For the last 32 years, brothers Jim and Jesse Costa have been keeping a family tradition of feeding their friends and family and helping the less fortunate in the process alive and well – growing what started as a small gathering to benefit an employee of the Costa’s Automotive Machine into an annual event that draws people from all over the Western United States.
And yes, they come from far and wide to sample the offerings that local hunters set aside for what has become their version of Christmas.
But what exactly is the Costa’s Christmas Party and Wild Game Feed?
According to the brothers, the event started when their father, who founded the machine shop that bears their name, decided to fix up some bicycles for an employee who had eight children and recently lost his wife. Rather than sticking with a traditional turkey or ham or a slab of standing rib roast, the family looked into their freezer for the wild game that they – as avid sportsmen – had accumulated over the previous year.
They pooled money together and bought toys, and turned what was a heartbreaking situation for one close employee into a time for joy and happiness.
They didn’t stop there.
Over the ensuing years the gathering grew as friends and family members and fellow sportsmen started making the feed something that they look forward to every year.
The event grew so much over the years that they’ve had to change locations multiple times – eventually moving into the then-new Manteca Trailer complex on East Yosemite Avenue where they will gather on Friday.

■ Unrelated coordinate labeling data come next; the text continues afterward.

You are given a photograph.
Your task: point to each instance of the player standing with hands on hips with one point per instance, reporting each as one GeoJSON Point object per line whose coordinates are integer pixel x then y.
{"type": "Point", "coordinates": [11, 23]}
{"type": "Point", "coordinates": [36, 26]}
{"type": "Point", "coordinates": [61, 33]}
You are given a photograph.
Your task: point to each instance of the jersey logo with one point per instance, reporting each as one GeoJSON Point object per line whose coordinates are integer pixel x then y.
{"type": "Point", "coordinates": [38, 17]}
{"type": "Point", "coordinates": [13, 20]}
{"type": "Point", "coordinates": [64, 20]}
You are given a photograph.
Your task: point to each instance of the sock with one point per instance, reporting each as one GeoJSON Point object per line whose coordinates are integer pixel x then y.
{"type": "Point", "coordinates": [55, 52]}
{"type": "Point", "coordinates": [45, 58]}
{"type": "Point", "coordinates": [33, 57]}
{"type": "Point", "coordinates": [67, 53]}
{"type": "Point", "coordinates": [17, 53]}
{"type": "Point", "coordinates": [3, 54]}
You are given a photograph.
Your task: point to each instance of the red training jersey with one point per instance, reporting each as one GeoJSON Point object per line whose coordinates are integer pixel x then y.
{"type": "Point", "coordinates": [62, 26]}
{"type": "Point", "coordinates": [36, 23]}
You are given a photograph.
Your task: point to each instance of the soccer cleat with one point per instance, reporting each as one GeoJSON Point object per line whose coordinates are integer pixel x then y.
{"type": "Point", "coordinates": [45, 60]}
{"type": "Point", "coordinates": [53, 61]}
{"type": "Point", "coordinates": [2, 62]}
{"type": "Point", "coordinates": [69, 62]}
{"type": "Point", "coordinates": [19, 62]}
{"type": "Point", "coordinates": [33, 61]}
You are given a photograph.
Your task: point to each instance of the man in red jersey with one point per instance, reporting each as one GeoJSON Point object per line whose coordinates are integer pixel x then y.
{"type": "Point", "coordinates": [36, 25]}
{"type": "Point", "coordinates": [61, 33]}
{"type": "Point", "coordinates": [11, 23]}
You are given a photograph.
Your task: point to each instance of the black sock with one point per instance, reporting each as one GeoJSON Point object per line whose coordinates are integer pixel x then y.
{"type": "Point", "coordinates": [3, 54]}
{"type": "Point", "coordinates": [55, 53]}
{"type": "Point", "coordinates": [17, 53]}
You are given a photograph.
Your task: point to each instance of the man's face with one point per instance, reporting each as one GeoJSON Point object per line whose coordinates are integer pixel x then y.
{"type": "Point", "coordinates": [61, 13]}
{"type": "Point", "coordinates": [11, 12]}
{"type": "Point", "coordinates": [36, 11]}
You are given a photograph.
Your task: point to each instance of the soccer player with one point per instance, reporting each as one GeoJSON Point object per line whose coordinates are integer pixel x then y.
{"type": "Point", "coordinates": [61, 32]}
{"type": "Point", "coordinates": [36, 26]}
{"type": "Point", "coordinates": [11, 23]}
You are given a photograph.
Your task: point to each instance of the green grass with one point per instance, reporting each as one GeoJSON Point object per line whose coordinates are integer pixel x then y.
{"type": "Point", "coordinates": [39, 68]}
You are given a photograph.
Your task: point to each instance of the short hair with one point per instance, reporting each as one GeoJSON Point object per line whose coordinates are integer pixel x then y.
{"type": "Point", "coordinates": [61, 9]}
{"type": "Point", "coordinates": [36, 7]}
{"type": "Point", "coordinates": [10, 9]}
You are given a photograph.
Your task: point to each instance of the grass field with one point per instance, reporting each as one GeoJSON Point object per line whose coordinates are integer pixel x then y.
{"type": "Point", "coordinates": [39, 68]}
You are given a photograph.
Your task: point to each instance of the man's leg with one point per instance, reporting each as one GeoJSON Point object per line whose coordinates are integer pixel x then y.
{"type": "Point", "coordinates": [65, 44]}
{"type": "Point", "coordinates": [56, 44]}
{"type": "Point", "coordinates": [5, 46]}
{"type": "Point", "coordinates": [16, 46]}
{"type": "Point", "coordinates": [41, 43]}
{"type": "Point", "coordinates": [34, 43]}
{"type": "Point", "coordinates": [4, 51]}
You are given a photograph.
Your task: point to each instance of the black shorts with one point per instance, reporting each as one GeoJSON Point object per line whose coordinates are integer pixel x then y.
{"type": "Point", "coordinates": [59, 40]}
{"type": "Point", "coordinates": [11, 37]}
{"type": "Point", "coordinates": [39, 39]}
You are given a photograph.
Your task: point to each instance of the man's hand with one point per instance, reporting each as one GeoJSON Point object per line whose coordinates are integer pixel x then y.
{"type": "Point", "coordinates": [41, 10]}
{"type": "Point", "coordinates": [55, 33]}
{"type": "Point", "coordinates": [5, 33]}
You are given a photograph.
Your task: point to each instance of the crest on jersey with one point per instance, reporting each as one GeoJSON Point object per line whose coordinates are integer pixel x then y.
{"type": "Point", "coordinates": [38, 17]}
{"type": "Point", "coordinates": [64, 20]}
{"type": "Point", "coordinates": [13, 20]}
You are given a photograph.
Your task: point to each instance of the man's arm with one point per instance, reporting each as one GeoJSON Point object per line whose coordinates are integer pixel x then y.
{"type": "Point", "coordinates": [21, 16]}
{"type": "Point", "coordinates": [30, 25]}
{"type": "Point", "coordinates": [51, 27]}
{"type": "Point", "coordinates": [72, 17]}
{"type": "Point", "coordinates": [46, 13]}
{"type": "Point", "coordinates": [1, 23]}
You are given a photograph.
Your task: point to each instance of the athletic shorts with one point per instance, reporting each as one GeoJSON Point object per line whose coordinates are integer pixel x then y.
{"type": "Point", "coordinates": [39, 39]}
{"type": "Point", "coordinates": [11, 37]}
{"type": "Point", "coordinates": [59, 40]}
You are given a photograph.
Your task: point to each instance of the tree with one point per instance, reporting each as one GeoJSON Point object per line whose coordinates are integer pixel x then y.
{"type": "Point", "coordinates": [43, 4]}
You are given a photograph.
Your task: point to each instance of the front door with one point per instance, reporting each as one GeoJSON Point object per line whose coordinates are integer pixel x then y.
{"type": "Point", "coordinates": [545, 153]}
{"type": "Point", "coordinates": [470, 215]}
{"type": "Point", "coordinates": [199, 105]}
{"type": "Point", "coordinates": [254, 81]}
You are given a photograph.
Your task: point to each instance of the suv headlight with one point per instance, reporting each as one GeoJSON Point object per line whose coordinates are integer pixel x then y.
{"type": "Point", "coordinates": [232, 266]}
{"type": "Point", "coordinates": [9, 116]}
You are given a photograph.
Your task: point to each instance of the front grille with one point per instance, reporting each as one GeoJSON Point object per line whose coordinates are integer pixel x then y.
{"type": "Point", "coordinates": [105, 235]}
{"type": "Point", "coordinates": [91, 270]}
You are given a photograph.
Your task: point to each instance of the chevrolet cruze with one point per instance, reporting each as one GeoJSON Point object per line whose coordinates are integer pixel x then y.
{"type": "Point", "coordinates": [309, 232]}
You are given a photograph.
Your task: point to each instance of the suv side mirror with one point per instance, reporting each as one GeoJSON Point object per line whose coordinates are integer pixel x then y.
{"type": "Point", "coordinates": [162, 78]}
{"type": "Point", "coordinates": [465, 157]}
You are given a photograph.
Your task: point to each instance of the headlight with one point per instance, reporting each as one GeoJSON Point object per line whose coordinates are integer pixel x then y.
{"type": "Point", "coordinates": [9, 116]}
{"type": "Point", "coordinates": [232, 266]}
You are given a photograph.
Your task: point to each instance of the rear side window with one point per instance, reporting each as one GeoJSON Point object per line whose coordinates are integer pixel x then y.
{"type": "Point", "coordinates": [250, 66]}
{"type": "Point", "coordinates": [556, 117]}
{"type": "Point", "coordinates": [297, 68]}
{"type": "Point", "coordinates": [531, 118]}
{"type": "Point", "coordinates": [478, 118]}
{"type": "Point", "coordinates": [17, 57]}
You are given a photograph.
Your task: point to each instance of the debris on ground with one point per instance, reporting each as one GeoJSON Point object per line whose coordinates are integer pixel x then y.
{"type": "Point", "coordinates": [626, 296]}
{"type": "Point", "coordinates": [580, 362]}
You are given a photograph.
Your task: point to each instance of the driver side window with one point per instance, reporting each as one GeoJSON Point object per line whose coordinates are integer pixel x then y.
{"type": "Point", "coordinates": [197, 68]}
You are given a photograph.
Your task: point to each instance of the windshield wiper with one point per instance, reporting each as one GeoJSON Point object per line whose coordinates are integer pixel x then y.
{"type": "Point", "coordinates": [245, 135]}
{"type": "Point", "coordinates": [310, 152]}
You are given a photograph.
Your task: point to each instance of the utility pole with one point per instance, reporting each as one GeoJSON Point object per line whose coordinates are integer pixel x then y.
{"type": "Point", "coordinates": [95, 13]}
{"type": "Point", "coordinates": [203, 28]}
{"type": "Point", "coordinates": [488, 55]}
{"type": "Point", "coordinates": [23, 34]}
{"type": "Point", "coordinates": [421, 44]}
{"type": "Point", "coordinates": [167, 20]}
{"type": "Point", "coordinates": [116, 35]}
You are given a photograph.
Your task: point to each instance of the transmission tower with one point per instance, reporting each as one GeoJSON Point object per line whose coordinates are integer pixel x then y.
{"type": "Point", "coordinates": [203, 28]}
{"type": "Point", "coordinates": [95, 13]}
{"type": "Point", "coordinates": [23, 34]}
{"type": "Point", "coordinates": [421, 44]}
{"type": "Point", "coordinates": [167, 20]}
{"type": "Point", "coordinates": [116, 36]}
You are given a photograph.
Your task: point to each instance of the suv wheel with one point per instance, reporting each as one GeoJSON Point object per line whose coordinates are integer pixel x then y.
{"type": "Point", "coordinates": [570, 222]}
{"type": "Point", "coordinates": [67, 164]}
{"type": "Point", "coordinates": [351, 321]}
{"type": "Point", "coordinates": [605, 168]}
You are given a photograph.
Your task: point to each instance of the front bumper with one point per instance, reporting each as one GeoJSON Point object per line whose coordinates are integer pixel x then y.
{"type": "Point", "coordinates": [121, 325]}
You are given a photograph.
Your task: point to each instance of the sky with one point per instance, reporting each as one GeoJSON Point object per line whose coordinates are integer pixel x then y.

There is no cost involved with coming down and having a plate of something unique – whether it’s a bear burger or some abaolone that a seasoned diver hand-picked off of the rocky California coastline. The organizers just ask for a small donation that they then relay to charities to help the less fortunate in the community – an aspect that grew right along with the event and now has a committee that determines which organizations in the community will get the lot of the money that’s raised every year.
Last year, according to Jesse Costa, the event raised just over $12,000.
What makes the feed especially unique is the dedication of the volunteers who come and keep it running as hundreds over the course of the day filter through and enjoy the feast.
Many of the hunters will start prepping their food earlier in the week to make sure it’s ready. A small but dedicated crew will arrive late Thursday night to start setting up the barbecues and the tow trailers to create a cooking community that has thrived over the years. Even when the temperature dips below freezing, this group is out there making sure that there’s enough food for the masses – whether that’s sausage or steaks or meatballs or deep-fried goodies that get gobbled up within minutes.
Several years ago I took a dedicated day off of work to go down and enjoy the party – spending most of the time huddled around the hot barbecue as a who’s who of the community filtered through to take up conversation and enjoy a few libations – or more than a few in some cases – to keep the mood festive.
The first time I was attended was when the event was still held at Vern’s Towing – a stone’s throw from the machine shop – and was thrilled to find a local man was cooking and serving fresh carnitas with all of the taco fixings neatly laid out on a table. Those are still the best tacos that I’ve ever had.
It doesn’t matter whether you’re a doctor or a lawyer, a construction worker or a cement layer – everybody that shows up is equal amongst one another and all tirelessly work together to make sure that the people who mark their calendars walk away with full bellies in order to make sure that the donation bin, which sits near the front entrance for all who walk in, stays just as full.
If you’ve never been then it’s something that I recommend trying at least once. Even if you’ve never been a fan of wild game, you’ve probably never had it cooked by people who actually know how to turn something that would turn most people off into a delicacy.
I know guys that started hunting after eating there because they were so impressed with what they tasted. I know others that made it a point to donate additional money every year to keep it going.
Everything typically kicks off just after 11 a.m. and continues to 4 p.m. – drawing diners throughout that span.
Whole city work crews show up in mass to get their plate.
And if you don’t then you’re missing out.